Севастопольцы свой флот любили.

Ну можно ли не любить то, с чем ты кровно, неразливно связан?

А тут еще сама судьба, похоже, удачей валится в руки севастопольцев. Дело в том, что наследник престола, цесаревич, пятилетний карапуз Алексей Николаевич Романов прямо-таки бредит морем, днем не слезает с литой, бычачьей шеи своего дядьки-наставника, боцмана по фамилии Деревенько, укладываясь спать, не расстается с бескозыркой с надписью «Штандарт». Но север наследнику противопоказан, он болен гемофилией. И в Севастополе, над бухтой Голландия, на горе, архитектор Венсан уже начал возводить прекрасное здание будущего нового Морского Кадетского корпуса, в котором цесаревич будет учиться. А это значит... а это значит, что Севастополю в проглядном будущем светит быть, если и не столицей Юга, — то уж морской столицей империи всенепременно! И севастопольские мамаши уже истаивали в радужных грезах: а ну как ее наследышу выпадет учиться в тутошнем Морском Кадетском — вместе с самим наследником!
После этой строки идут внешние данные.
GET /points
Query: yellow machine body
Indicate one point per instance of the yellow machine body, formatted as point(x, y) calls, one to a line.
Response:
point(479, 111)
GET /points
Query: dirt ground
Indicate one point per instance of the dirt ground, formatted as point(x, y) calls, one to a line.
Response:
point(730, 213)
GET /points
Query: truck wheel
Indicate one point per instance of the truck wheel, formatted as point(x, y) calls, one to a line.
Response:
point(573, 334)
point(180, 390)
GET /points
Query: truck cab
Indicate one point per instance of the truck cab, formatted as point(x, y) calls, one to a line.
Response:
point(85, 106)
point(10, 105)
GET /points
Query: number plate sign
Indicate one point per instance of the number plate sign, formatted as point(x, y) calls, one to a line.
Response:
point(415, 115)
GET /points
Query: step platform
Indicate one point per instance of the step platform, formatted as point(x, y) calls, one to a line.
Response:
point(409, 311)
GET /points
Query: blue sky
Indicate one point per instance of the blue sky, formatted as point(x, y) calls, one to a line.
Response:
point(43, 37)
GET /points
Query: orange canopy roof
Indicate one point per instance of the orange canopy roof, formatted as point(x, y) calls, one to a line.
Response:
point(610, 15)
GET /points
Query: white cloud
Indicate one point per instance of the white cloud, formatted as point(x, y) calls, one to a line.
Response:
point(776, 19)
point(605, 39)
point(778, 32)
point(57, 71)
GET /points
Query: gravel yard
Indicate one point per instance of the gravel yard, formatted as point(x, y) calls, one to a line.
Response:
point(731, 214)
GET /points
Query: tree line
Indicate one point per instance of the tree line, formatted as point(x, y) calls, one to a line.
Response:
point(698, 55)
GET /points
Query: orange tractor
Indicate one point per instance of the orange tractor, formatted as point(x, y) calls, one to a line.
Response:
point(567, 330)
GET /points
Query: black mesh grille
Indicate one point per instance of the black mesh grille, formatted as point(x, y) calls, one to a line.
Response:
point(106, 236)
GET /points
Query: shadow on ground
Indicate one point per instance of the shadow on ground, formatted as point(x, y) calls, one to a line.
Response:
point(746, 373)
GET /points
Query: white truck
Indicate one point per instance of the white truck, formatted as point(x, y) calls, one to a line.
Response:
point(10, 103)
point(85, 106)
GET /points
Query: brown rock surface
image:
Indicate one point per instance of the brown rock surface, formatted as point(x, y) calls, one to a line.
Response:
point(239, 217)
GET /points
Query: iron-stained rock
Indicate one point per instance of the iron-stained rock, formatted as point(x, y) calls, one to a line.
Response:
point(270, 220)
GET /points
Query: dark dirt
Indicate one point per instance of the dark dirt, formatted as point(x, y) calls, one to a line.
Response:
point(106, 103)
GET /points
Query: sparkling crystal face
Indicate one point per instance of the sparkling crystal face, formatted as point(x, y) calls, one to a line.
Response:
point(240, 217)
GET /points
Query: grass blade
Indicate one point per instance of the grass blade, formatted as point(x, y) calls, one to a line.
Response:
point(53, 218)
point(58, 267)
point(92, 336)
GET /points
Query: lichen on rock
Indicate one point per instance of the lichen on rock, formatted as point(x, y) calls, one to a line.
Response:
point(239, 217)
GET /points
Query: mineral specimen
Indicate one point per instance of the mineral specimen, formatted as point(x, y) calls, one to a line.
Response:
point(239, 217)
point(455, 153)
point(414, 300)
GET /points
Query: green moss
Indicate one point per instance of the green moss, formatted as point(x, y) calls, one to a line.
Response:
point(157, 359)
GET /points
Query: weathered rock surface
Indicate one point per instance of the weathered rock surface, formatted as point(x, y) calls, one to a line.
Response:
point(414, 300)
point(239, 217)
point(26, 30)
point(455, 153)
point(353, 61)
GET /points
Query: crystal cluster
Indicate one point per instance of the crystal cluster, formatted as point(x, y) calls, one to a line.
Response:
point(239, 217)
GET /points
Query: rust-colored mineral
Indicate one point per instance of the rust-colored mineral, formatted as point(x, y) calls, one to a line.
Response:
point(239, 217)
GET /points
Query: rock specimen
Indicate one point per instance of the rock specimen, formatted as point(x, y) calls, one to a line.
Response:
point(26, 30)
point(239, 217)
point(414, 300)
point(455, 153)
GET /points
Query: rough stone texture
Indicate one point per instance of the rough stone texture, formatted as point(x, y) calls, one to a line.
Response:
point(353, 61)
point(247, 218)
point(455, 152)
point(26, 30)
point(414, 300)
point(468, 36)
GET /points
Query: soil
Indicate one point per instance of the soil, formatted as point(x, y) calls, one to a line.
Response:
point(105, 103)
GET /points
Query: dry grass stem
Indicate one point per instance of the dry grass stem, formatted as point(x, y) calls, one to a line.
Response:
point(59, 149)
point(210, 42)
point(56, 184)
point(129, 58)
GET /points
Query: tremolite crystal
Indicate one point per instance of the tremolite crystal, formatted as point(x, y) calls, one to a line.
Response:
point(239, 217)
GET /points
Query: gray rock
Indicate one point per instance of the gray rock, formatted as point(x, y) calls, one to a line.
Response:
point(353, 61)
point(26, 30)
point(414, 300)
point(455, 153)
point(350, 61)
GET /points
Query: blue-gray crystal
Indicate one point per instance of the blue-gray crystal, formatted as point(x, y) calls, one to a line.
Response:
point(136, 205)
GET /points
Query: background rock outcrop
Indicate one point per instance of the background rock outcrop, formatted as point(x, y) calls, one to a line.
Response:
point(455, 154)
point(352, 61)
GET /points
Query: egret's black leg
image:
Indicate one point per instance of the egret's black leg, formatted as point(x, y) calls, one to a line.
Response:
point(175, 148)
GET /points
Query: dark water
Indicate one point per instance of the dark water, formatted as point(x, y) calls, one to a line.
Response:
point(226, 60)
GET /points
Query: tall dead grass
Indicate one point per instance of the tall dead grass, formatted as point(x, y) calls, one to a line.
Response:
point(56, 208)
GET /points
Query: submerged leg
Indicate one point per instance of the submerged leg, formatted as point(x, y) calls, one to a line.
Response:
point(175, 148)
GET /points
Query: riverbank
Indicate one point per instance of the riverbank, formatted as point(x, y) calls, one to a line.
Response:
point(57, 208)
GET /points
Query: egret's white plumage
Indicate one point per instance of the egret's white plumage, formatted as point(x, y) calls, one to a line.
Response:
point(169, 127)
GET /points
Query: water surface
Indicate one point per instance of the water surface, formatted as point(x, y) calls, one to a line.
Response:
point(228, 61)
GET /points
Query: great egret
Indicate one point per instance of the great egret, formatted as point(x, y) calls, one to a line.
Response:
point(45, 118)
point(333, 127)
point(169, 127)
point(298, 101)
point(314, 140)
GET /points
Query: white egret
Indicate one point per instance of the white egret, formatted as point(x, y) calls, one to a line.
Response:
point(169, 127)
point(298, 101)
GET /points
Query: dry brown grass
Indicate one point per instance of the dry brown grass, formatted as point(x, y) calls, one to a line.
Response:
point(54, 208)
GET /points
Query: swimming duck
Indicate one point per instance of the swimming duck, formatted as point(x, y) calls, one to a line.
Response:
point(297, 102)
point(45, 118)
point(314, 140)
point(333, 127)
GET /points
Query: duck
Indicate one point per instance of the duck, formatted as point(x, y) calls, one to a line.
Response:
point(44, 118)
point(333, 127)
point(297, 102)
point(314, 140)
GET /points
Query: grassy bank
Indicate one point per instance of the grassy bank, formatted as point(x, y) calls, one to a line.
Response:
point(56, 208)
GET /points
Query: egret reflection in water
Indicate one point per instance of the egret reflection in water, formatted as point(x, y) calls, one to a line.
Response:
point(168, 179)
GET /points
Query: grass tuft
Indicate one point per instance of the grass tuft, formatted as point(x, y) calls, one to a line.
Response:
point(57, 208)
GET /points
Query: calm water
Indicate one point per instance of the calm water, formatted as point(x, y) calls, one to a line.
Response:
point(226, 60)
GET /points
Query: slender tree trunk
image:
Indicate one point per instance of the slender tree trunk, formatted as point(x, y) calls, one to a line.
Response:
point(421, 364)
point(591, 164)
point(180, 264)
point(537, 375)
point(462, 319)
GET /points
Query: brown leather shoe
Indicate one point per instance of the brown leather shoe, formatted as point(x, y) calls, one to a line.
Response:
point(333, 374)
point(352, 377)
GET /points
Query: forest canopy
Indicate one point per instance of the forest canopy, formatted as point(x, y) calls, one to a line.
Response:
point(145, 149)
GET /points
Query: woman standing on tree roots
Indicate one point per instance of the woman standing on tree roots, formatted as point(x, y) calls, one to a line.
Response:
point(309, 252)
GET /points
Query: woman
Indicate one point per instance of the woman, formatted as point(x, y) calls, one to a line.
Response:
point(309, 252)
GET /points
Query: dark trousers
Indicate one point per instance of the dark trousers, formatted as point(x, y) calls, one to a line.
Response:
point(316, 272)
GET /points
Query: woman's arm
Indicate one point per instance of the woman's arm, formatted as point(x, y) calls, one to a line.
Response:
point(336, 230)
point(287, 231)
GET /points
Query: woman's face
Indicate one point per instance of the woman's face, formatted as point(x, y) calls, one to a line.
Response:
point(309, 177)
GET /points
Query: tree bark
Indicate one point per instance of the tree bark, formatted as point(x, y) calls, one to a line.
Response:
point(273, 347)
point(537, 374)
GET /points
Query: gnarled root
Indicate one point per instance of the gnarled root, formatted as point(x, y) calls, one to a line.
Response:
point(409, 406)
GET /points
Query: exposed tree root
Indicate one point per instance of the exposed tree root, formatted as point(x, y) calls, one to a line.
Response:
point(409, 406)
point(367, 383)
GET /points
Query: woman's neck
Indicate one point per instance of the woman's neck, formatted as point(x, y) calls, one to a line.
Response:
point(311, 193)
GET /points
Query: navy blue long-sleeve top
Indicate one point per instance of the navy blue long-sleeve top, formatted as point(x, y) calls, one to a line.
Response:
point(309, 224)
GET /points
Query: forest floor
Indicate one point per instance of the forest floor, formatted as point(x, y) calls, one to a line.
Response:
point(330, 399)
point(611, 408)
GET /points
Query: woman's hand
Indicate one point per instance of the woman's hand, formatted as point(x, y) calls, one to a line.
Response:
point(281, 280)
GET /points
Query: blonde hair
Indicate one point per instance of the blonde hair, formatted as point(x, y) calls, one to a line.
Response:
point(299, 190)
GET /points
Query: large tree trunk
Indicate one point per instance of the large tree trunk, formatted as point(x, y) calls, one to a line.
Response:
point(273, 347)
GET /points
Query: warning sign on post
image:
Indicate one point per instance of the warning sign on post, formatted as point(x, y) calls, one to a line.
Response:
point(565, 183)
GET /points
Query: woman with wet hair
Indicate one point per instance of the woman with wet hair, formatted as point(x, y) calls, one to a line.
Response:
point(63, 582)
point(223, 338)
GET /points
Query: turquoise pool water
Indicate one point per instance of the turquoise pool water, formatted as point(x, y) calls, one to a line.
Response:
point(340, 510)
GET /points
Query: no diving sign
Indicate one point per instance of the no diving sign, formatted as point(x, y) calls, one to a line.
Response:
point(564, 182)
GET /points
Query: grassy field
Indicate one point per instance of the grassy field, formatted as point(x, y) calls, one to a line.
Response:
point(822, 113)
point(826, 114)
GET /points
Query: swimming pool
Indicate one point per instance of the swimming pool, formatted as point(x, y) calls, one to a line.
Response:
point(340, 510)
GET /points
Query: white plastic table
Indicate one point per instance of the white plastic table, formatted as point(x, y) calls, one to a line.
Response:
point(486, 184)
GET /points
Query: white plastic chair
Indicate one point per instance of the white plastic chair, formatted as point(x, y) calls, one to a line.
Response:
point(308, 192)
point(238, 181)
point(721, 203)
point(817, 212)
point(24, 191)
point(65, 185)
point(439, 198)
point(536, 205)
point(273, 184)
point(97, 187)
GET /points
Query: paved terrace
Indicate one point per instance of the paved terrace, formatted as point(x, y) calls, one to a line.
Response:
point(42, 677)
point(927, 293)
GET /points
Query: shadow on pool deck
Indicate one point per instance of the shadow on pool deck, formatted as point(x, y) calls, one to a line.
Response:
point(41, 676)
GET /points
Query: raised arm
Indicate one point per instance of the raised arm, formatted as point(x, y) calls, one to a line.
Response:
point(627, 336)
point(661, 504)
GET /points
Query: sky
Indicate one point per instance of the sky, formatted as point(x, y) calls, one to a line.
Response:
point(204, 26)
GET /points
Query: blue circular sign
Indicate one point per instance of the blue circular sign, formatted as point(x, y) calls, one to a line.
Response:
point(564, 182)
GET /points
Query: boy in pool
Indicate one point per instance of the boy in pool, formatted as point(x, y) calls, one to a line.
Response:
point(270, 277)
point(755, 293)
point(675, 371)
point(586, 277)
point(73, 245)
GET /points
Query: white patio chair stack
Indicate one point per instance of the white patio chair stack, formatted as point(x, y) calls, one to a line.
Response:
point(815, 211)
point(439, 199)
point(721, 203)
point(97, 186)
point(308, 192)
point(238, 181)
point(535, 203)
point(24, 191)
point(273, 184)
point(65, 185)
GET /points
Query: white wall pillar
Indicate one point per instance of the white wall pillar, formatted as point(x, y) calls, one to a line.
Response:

Да-а, любили севастополъцы свой флот, флотом гордились, флоту все прощали. Будто и не было жгучего позора Цусимы (наши-то черноморцы в сем не участвовали!). Флотом гордились, будто и в самом деле он был могучим, передовым, а не отсталым флотом. Ах, флот! Черные силуэты мощью дышащих броненосных голиафов, строгая красота расчаленных мачт задумчивых стройных крейсеров, певучая стремительность легких, изящных эскадренных миноносцев... А вечерами, когда на Мичманском бульваре, возле памятника Казарскому, играет духовой оркестр и юные мичмана с иноческой стройностью в талии, блестя золотом кортиков и эполет, сверкая крахмальной белизной пластронов и утонченным лоском манер, увлекают романтичных барышень в волнительную тайну влажных гротов Примбуля, — о, какие же сверхнадежные застежки, кнопки, молнии и пуговицы (помимо маменькиных наставлений!) должна иметь Добродетель, чтобы устоять под шквальным натиском опасного, до состояния плазмы разогретого флотского темперамента!

Ах, флот! Он просто душка! И если порою беспечное око жирующего обывателя нет-нет да и напорется на угрюмый, холодный, как штык, взгляд иного матроса иль работяги Лазаревского адмиралтейства, то в памяти вдруг непрошенно взметнутся языки пламени над расстреливаемым в упор крейсером «Очаков», дерзнувшим поднять красный флаг, и почудится звериный вопль заживо горящих людей. И зябко станет на душе. Но зачем об этом думать, о-ля-ля...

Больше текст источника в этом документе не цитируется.